Most of those employed are lured in with promises of good jobs, only to face torture or even death if they try and escape. The UN estimates that more than 100,000 people are enslaved in Cambodia alone, part of a wider landscape in Southeast Asia responsible for an estimated $40bn stolen annually.
Those detained included more than 200 Vietnamese, 27 Chinese, and 75 suspects from Taiwan and 85 Cambodians in the capital Phnom Penh and the southern city of Sihanoukville. Police also seized equipment, including computers and hundreds of mobile phones.
At least 270 Indonesians, including 45 women, were arrested Wednesday in Poipet, a town on the border with Thailand notorious for cyber-scam and gambling operations, the minister said. Elsewhere, police in the northeastern province of Kratie arrested 312 people, including nationals of Thailand, Bangladesh, Indonesia, Myanmar and Vietnam, while 27 people from Vietnam, China and Myanmar were arrested in the western province of Pursat.
While the crackdown is the latest in a series of mass arrests, many critics have accused the government of doing too little to prevent their spread, alleging corruption and insider dealing. The US government in September imposed sanctions on tycoon Ly Yong Phat, a close associate of the prime minister and his family, over allegations of forced labour and cyber-scams.
Last month, Amnesty International released a report accusing the Cambodian government of “deliberately ignoring a litany of human rights abuses including slavery, human trafficking, child labour and torture being carried out by criminal gangs on a vast scale in more than 50 scamming compounds located across the country”.
The government has routinely denied such claims, saying they are doing what they can.

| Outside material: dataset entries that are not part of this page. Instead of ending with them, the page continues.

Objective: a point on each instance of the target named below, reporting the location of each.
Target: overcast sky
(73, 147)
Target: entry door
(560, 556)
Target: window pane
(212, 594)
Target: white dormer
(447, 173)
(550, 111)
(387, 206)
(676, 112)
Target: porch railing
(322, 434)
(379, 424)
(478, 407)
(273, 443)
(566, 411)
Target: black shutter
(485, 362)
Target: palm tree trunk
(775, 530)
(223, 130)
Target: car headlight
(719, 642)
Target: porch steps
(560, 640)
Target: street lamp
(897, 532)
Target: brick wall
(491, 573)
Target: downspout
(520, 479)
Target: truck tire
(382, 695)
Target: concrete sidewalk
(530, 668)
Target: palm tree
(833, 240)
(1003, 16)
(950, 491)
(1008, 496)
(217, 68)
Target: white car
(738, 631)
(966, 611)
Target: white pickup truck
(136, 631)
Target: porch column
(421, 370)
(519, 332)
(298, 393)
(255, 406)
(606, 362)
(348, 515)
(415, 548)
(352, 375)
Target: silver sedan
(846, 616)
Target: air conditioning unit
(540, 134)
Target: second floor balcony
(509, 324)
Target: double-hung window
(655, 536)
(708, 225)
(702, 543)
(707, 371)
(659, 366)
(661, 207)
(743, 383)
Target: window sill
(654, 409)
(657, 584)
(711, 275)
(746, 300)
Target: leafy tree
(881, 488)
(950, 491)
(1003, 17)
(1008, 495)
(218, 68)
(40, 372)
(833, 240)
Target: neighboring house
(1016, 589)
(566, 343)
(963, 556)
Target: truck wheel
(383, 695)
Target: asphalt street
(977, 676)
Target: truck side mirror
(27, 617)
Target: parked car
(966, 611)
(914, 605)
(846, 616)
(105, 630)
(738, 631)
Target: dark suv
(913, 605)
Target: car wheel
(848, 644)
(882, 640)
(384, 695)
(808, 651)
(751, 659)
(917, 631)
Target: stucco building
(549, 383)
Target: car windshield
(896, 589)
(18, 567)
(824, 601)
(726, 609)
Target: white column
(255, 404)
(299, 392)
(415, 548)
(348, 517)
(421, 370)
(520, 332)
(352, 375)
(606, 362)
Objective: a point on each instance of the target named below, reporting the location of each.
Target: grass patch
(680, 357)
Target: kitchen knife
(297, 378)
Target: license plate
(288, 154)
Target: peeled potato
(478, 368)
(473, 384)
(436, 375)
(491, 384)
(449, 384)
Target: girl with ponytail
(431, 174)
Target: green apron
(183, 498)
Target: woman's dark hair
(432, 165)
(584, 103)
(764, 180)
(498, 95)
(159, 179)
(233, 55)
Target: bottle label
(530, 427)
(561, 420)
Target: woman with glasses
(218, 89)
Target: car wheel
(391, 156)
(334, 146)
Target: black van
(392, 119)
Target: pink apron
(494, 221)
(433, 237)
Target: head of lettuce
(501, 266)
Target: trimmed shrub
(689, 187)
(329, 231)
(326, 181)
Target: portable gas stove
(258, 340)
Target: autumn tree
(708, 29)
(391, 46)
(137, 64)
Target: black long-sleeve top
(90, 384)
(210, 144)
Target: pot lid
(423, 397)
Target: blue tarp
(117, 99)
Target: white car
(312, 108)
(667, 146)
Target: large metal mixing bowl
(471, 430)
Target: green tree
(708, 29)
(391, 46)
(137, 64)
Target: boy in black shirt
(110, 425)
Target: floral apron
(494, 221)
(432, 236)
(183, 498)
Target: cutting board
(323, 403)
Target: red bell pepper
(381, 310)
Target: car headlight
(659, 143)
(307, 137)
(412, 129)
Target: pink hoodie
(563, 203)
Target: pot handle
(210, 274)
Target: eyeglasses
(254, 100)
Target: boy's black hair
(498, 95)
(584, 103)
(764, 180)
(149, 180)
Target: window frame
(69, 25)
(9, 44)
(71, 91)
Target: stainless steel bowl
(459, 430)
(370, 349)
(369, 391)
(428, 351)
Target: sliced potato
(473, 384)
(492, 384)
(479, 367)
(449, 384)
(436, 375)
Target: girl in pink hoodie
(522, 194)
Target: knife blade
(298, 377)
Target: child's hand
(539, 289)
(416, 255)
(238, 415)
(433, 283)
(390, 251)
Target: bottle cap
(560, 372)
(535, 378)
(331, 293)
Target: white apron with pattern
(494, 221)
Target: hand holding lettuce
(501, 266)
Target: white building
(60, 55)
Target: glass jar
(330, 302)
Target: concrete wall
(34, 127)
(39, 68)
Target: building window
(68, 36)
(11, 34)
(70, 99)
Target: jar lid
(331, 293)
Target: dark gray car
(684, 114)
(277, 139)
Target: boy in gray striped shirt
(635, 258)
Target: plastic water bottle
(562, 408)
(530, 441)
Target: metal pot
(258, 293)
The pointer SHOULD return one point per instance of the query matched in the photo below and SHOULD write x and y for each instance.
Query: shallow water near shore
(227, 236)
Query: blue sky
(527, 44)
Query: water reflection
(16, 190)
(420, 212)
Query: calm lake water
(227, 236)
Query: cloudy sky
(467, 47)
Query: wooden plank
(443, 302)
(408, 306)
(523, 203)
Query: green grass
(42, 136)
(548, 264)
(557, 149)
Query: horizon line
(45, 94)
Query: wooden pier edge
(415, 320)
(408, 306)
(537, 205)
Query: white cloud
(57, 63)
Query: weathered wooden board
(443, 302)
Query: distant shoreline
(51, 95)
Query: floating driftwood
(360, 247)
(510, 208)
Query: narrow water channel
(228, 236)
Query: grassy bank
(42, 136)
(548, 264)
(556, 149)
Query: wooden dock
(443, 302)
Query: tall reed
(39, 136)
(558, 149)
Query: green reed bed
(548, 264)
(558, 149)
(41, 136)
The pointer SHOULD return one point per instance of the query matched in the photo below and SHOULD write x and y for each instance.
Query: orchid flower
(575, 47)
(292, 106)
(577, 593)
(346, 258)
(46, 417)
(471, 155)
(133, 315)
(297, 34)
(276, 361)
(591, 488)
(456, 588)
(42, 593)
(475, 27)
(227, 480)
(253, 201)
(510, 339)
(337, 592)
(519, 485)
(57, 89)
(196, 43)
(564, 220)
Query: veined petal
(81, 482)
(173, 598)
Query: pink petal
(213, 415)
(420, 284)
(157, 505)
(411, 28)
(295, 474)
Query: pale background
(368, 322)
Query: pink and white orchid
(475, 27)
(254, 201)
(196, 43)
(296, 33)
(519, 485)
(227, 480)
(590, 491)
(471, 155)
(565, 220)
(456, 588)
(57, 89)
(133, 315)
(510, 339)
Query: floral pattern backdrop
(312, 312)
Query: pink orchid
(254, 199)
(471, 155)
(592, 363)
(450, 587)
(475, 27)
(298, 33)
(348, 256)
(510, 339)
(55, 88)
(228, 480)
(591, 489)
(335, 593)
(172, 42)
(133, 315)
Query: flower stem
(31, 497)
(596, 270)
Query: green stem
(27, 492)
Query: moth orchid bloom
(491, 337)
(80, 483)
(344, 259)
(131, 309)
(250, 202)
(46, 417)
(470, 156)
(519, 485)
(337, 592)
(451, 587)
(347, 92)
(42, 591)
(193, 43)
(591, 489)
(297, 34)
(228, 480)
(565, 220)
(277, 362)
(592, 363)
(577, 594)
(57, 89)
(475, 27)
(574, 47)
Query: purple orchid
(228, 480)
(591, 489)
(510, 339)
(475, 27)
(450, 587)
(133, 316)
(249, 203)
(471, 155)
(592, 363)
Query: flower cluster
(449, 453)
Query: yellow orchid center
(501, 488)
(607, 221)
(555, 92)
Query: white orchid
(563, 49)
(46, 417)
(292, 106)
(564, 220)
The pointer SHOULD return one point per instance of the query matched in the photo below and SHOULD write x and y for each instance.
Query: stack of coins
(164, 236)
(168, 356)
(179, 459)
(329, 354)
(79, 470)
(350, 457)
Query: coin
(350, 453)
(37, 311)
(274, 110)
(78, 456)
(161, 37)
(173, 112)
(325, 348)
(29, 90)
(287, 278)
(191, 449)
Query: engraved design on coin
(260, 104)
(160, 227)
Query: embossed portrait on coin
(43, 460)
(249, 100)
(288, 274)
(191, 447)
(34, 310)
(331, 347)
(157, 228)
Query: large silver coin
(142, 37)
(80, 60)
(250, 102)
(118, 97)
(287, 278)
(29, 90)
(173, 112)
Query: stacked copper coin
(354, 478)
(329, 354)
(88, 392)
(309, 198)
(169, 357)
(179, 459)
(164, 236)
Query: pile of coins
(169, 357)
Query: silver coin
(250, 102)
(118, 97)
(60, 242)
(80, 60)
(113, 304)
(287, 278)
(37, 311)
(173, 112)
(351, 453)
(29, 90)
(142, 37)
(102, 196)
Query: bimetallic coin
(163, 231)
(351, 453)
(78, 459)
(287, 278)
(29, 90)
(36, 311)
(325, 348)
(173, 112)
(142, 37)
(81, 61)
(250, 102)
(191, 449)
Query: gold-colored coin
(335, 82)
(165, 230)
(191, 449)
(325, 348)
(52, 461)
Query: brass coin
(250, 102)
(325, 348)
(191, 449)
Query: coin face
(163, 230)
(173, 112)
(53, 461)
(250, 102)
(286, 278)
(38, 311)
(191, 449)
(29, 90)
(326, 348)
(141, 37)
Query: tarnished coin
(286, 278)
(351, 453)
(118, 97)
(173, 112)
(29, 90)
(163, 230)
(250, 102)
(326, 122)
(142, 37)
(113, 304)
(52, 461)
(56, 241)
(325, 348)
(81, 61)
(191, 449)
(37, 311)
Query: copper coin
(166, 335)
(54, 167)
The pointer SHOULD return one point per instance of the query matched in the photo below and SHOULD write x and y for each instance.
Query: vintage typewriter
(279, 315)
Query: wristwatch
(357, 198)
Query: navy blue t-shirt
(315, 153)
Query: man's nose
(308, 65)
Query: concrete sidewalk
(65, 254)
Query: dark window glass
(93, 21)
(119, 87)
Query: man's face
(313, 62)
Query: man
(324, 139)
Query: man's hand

Cambodia’s latest crackdown comes in the middle of a bitter feud with neighboring Thailand, which began with a brief armed skirmish in late May over border territory claimed by both nations and has now led to border closures and nearly daily exchanges of nationalistic insults. Friendly former leaders of both countries have become estranged and there have been heated debates about which nation’s cultural heritage has influenced the other.
Measures initiated by the Thai side, including cutting off cross-border electricity supplies and closing crossing points, have particularly heightened tensions, with Cambodia claiming it was retaliation for its intention to pursue its territorial claims. Thailand said its original intention was to combat long-running cyber-scam operations in Poipet.